In terms of access, monitoring includes following the statistics of our data use and users. Such data should be provided by the access software solution we use, and can help us better tailor, organize, and deliver our access services.

With regard to security, we must rigorously monitor the planned and implemented arrangements to ensure timely identification of any weak spots or shortcomings that might put our data under threat. Data on access and the use of the archival material can also be useful for reviewing and revising our Data Security Plan.

We should also always be on the lookout—when possible, through a community of users or other CSOs—to advance our access services and security arrangements by applying novel technologies that can sometimes substantially improve both the user experience and the safety of our data.

Active maintenance: Migration

Migration is one of the concepts that are uniquely important for digital archiving. In a sense, it represents the very essence of it: the constant change, adaptation, and solution finding required to keep our digital content alive, preserve it, and make it accessible in the future.

Ominously, this comes at the very end of a digital archives’ life cycle, signaling the end of one of its iterations and the beginning of another.

Migration of Data, Software, and Storage Media

In the previous section, we introduced different ways in which migration is an essential activity in the maintenance of a digital archive, as it allows us to preserve our data regardless of its format, the software we use, or the storage media.

Making a decision to migrate data, software, or storage media should be planned and scheduled to the greatest extent possible. It should also not be made easily. New, groundbreaking software or hardware solutions might be tempting as a great way to improve our archive’s services, but we should be wary of untested solutions—and bear in mind that any migration is not a simple process, as it requires time and resources, as well as inevitably brings its share of risks. Even in a simple transfer, and more so in a complex format or software migration, data can be changed, damaged, or lost.

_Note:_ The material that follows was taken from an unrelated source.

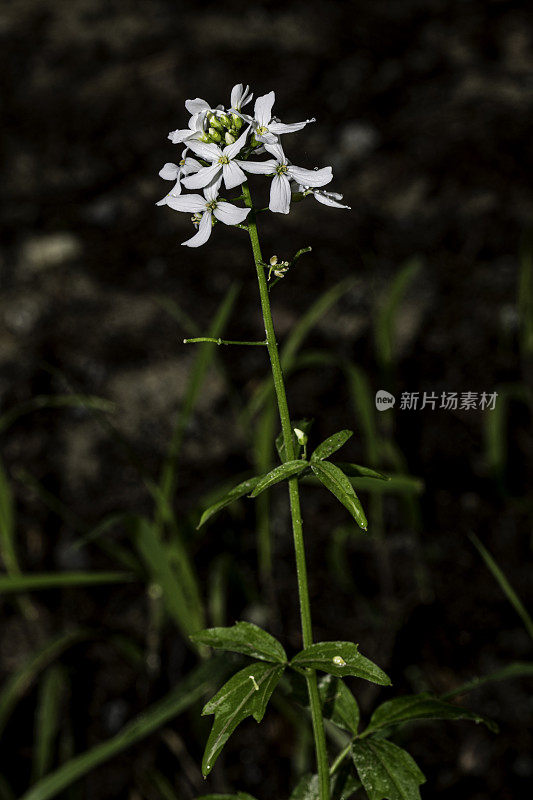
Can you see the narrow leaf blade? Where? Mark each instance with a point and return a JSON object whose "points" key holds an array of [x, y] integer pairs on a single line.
{"points": [[331, 445], [282, 473], [419, 707], [338, 484], [340, 659], [387, 772], [245, 694], [246, 638], [234, 494]]}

However, if we hesitate for too long, the software might become obsolete and make the task of migration much more difficult.

Therefore, migration needs to be performed timely, in a systematic and carefully planned way, following certain basic rules and best practices.

●       Whether we are migrating data, software, or storage media, we should always include a set of preservation actions—including checkups of fixity, validity, and quality assurance—as a mandatory step both before and after the actual transfer of files.

●       For file format migration, it is important to always retain the original file along with the new migrated file, as the migrated file might have lost some of the properties of the original file, which is not always detectable by the software. In such a case, we will have to decide what data we consider acceptable to lose (if any).

●       To reduce the risk of changes to files during file format migration going unnoticed by our software, as part of a migration process, it would be a good idea to plan for a quality control test. This would include manually opening and checking a reasonably sized sample of migrated files based on a set of acceptance criteria we develop—for example, in terms of its formatting, look and feel, and functionality.

●       For software and storage media migration, it is also a good practice to retain the original files for an appropriate period of time following the migration—anything from a few days up to a year or longer, depending on the type of migration. This is because, frequently, it is only post hoc that we discover process shortcomings or data changes that occurred during the migration. We can repeat the process and avoid data change if we retain the originals.

●       We should always include backup copies in any migration plans and workflows and make sure that after the migration is completed, new backup copies are created from the migrated master files.

01:00

A new collection of material has been gathered for archiving and long-term preservation, raising a set of new requirements. We will need to migrate our content to a new Digital Archiving System. In other words, it is time to start the process anew.